Nun kann man sehr wohl rätseln, ob das Eintauchen als Eskapismus und somit als Folgeerscheinung eines unerträglichen oder bloß unerträglich langweiligen Lebens abzustempeln ist. Dagegen spricht, dass das Eintauchen in erfundene Welten keine selbstvergessene Flucht aus der Wirklichkeit ist. Im Gegenteil: Diese Welten haben ihre in sich realistische Logik oder sogar miteinander im Streit liegende Logiken. Und ja, es gibt klüger, besser und schöner gebaute Welten und den Rest. Doch oft ist es eher der alte oder nicht so alte Vorbehalt gegen die Fantasie, der sich gegen die Fantasiewelten richtet, egal wie gut sie sind.

Eine ausgesprochen fantasiefeindliche Art des Eintauchens – heute meist Immersion genannt – bieten die fürs sogenannte Teambuilding beliebten Escape Rooms. Eintauchen heißt hier nicht mehr und nicht weniger, als gemeinsam eingesperrt zu werden und zu versuchen, sich aus dieser höchst misslichen Lage selbst zu befreien – ein simuliertes Schützengrabenerlebnis für die postheroische Postmoderne.
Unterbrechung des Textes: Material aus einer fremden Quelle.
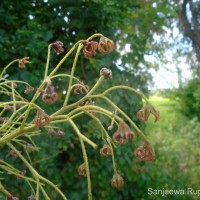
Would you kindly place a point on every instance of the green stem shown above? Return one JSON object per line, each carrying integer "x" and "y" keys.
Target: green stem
{"x": 87, "y": 96}
{"x": 8, "y": 194}
{"x": 48, "y": 59}
{"x": 85, "y": 159}
{"x": 72, "y": 74}
{"x": 126, "y": 116}
{"x": 84, "y": 138}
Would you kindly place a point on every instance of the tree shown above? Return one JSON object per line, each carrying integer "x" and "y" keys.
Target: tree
{"x": 27, "y": 27}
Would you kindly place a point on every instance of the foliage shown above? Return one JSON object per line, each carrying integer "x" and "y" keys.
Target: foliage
{"x": 23, "y": 119}
{"x": 177, "y": 150}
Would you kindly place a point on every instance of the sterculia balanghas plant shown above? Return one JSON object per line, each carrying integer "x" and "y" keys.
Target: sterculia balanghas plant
{"x": 18, "y": 124}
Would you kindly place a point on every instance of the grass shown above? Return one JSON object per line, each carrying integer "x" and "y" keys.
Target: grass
{"x": 176, "y": 143}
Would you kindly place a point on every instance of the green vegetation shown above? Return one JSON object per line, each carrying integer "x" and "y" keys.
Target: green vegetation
{"x": 177, "y": 150}
{"x": 139, "y": 28}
Wie man es – viel! – besser macht, zeigt das Gerhart-Hauptmann-Theater in Görlitz mit »Malfi!«. In einem alten Güterbahnhof kann das Publikum eine begehbare Bühnenwelt frei erkunden.

Wer weiß, wie Open-World-Computerspiele, etwa »The Witcher« oder »Red Dead Redemption«, aber auch die alten Dungeons-and-Dragons-Klassiker des Rollenspielgenres funktionieren, ist klar im Vorteil. Auch dort geht es um die Erkundung einer gigantischen oder gar endlosen Welt mit verschiedenen Aufgaben. Was ist ein Main Quest oder ein Side Quest? Leute mit entsprechender Erfahrung wissen natürlich, dass es nicht allein darauf ankommt, die Hauptaufgaben zu lösen, sondern dass die schönsten Aufgaben jene am Rande des Geschehens sein können. Die erste Regel lautet: Man entscheidet selbst, was wichtig ist. Und: Es gibt immer einen Weg, der weiterführt.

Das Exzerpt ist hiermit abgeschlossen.